The FDA recommended the PSP technique for BVS implantation. This technique includes 3 steps: the first step is the lesion preparation with a 1:1 balloon-to-artery ratio using a non-compliant balloon. The second step is the appropriate sizing of the vessel with liberal use of intravascular imaging or quantitative coronary angiography (QCA). The third step is the postdilatation to high pressure using a non-compliant balloon up to 0.5 mm above nominal scaffold diameter. The operators were also advised to use the BVS in vessels with a reference diameter of ≥ 2.5 mm and ≤ 3.75 [18].
There are a number of advantages in DCBs make them of great use in SB management in the setting of bifurcation PCI. First, the homogeneous administration of the drug; second, high concentrations of drug are delivered into the vessel wall at the moment of injury; third, original anatomy of the carina is respected [2].

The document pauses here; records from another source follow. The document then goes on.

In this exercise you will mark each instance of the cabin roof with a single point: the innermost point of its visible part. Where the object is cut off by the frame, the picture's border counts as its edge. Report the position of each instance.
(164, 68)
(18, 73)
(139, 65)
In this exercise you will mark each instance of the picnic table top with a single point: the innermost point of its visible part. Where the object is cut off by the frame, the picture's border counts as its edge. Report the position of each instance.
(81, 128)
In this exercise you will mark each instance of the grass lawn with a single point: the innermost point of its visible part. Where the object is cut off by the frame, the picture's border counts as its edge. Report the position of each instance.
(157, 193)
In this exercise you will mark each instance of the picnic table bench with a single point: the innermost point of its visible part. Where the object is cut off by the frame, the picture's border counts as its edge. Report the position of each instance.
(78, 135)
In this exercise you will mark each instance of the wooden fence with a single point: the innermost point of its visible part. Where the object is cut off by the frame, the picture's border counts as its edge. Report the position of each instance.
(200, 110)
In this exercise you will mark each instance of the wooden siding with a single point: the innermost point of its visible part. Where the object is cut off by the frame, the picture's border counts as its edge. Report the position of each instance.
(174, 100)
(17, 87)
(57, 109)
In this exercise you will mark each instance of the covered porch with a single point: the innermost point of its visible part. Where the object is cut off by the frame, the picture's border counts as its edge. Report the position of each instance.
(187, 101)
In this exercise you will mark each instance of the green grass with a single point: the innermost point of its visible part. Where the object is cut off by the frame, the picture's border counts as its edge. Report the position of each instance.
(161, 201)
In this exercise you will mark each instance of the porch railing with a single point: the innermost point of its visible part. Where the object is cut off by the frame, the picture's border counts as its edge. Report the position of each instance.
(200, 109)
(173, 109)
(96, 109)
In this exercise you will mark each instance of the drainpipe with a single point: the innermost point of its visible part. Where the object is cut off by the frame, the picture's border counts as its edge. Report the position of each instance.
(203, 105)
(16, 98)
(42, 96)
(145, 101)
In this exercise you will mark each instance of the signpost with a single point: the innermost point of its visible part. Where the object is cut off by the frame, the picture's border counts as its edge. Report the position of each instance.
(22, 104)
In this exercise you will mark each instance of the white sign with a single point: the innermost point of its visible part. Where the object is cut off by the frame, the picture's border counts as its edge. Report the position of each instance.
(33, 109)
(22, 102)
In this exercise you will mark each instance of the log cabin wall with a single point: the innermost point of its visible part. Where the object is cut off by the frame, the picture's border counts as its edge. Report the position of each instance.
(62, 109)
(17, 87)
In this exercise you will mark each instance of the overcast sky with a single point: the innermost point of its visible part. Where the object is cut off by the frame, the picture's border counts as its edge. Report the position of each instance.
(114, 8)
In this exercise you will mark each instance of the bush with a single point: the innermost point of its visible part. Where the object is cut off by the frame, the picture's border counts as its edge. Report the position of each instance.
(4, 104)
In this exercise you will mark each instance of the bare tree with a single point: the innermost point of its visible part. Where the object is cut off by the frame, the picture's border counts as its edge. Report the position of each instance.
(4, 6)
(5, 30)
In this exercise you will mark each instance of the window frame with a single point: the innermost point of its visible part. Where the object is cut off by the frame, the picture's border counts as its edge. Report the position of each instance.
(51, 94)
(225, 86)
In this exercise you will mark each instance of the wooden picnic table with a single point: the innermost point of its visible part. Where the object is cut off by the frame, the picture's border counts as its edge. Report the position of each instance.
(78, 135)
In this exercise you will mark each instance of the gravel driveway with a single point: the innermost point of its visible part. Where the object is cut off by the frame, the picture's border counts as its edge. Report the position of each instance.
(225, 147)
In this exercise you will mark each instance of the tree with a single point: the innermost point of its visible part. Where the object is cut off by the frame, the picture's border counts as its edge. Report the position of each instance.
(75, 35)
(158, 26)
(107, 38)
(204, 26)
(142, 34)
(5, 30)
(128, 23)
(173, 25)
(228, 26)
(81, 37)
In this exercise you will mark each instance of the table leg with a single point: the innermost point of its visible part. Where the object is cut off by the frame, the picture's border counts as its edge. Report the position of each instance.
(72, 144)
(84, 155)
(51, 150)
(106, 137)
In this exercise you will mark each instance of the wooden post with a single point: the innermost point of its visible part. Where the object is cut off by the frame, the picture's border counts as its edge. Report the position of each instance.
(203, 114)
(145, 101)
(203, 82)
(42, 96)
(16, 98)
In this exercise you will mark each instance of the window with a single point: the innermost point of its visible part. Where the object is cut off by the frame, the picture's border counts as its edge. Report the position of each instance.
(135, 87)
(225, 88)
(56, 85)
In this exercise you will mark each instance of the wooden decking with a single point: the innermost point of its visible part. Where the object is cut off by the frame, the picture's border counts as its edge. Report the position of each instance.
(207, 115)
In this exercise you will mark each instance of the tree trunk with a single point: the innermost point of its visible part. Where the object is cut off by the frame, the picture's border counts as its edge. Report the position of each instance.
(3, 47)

Early experiences have shown how leaving a dissection after plain old balloon angioplasty was associated with increased rates of thrombotic events, early reocclusion, and recurrence of restenosis, and this was one of the main indications for the use of stents in an earlier era. Paclitaxel, when correctly delivered to the vessel wall, may have a role in facilitating the healing of coronary vessels. If the dissection is of low-medium grade, it seems safe to leave it untreated. In fact, data from the literature show how any stent strategy associated with DCB use is unsafe or yields unsatisfactory results. In a consecutive series of patients treated with new-generation DCB for native coronary artery disease and with a final non-flow-limiting dissection, these lesions tended to heal despite their initial severity. After DCB angioplasty, a strategy of bailout stenting should be reserved to more severe, flow-limiting dissections, and in our study, all the dissections were non-flow-limiting, so no DES were needed [5].

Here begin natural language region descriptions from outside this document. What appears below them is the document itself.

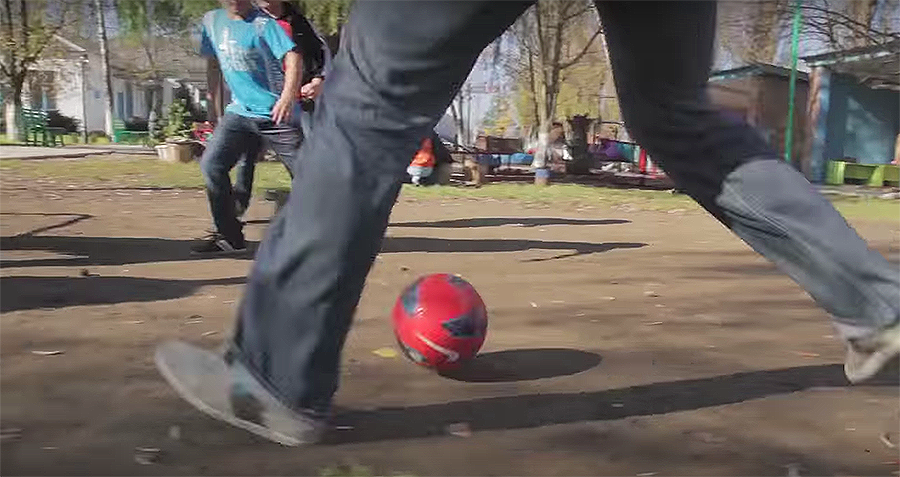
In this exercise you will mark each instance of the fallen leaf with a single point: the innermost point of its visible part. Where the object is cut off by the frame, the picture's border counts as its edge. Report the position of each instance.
(460, 429)
(385, 352)
(54, 352)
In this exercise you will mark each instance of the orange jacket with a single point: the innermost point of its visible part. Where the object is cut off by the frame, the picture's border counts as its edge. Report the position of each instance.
(425, 156)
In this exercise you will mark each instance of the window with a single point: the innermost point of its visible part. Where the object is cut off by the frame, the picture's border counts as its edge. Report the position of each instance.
(120, 105)
(42, 88)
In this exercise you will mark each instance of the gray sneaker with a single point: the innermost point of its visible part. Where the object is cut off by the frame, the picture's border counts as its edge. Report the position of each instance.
(230, 393)
(866, 357)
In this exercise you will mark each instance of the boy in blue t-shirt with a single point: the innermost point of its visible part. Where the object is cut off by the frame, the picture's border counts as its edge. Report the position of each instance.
(261, 66)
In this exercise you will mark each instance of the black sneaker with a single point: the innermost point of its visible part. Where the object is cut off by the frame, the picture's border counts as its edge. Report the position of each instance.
(216, 243)
(240, 209)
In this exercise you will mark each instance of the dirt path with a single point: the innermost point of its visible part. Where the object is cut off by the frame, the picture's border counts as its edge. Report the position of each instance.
(621, 343)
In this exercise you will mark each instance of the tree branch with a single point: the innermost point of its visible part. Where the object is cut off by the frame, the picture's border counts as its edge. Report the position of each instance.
(587, 46)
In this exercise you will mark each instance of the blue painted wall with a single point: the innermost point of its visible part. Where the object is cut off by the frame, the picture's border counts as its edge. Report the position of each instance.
(862, 123)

In the time-varying outcomes with the absorb bioresorbable vascular scaffold during a 5-year follow-up: a systematic meta-analysis and individual patient data pooled study
Target lesion failure occurred in 11.6% of BVS-treated patients vs 7.9% of EES-treated patients between 0 and 3 years (HR, 1.42; 95% CI, 1.12–1.80), and 4.3% of BVS-treated patients vs 4.5% of EES-treated patients between 3 and 5 years (HR, 0.92; 95% CI, 0.64–1.31) (P for interaction = .046). Device thrombosis occurred in 2.4% of BVS-treated patients vs 0.6% of EES-treated patients between 0 and 3 years (HR, 3.86; 95% CI, 1.75–8.50) and 0.1% of BVS-treated patients vs 0.3% of EES-treated patients between 3 and 5 years (HR, 0.44; 95% CI, 0.07–2.70) (P for interaction = .03). This study shows that despite the worse performance of the BVS as regards TLR and scaffold thrombosis over 0–3 years, their performance was non-inferior to DES or even better as regards TLR and thrombosis over 3–5 years. This gives a hope for the return of the BVS to routine clinical practice after overcoming the technical and procedural issues that influence its safety and efficacy [19].
The idea of “leaving nothing behind” after PCI is a very exciting concept in modern interventional cardiology especially in bifurcation lesions. This dream started to come true with the introduction of BVS and DCB to the field of interventional cardiology which are still understudied and they open the door for further research in these technologies.